VATICAN CITY (RNS) Visiting the Czech Republic 20 years after a Velvet Revolution overthrew the nation’s communist regime, Pope Benedict XVI called on one of the world’s most secular societies to reclaim its Christian heritage as the basis for “true freedom.” “True freedom presupposes the search for truth — for the true good — and […]

VATICAN CITY (RNS) Visiting the Czech Republic 20 years after a Velvet Revolution overthrew the nation’s communist regime, Pope Benedict XVI called on one of the world’s most secular societies to reclaim its Christian heritage as the basis for “true freedom.”

“True freedom presupposes the search for truth — for the true good — and hence finds its fulfillment precisely in knowing and doing what is right and just,” Benedict told a gathering of politicians and diplomats in Prague on Saturday (Sept. 26), the first day of a three-day papal visit.

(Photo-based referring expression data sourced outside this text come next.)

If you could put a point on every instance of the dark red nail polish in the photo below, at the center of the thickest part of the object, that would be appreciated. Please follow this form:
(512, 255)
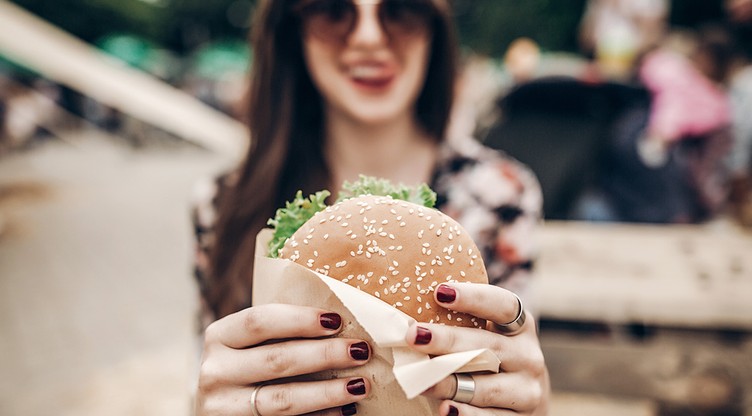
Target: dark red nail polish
(445, 294)
(349, 409)
(330, 320)
(423, 336)
(356, 387)
(360, 351)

“For Christians, truth has a name: God,” he said. “And goodness has a face: Jesus Christ.”


The trip was Benedict’s 13th outside of Italy as pope, and his second to a former Soviet Bloc state, after Poland in 2006.

Yet unlike Poland, where the Catholic Church was a powerful force of resistance against Communism and remains influential today, the Czech Republic has a long tradition of secularism which has grown only stronger over the last two decades.

More than half of the country’s population of 10 million espouses no religion, and though about a third are baptized Catholics, church officials report than no more than 5 percent of those regularly attend Mass.

“I call upon all the citizens of this Republic to rediscover the Christian traditions which have shaped their culture, and I invite the Christian community to continue to make its voice heard,” Benedict said at an airport ceremony upon his arrival in Prague.

Yet the pope made clear that his message was aimed beyond the country’s borders to Europe as a whole.

“I wish to underline the irreplaceable role of Christianity for the formation of the conscience of each generation and the promotion of a basic ethical consensus that serves every person who calls this continent home,” he told an audience of politicians on Saturday.


Benedict has made reaffirming the Christian roots of European culture one of the central themes of his papacy.

Speaking on Sunday (Sept. 27) to academic leaders gathered at Prague Castle, the pope argued that “radical secularism” undermines the possibility of an inclusive, harmonious society.

“An understanding of reason that is deaf to the divine, and which relegates religions into the realm of subcultures, is incapable of entering into the dialogue of cultures that our world so urgently needs,” Benedict said.

The pope’s largest crowds came out for a Sunday morning Mass at an airport outside Brno, the country’s second-largest city, in the traditionally Catholic region of Moravia. The estimated 120,000 in attendance included visitors from neighboring Austria, Germany, Poland and Slovakia.

“Man needs to be liberated from material oppressions, but more profoundly, he must be saved from the evils that afflict the spirit,” the pope said in his homily, which he delivered in Italian after a few opening words in Czech.

Benedict spoke in English or Italian at all his appearances in the Czech Republic, rather than his native German, perhaps out of sensitivity to historical tensions stemming from the Nazi occupation during World War II and earlier centuries of rule by German-speaking Hapsburg emperors.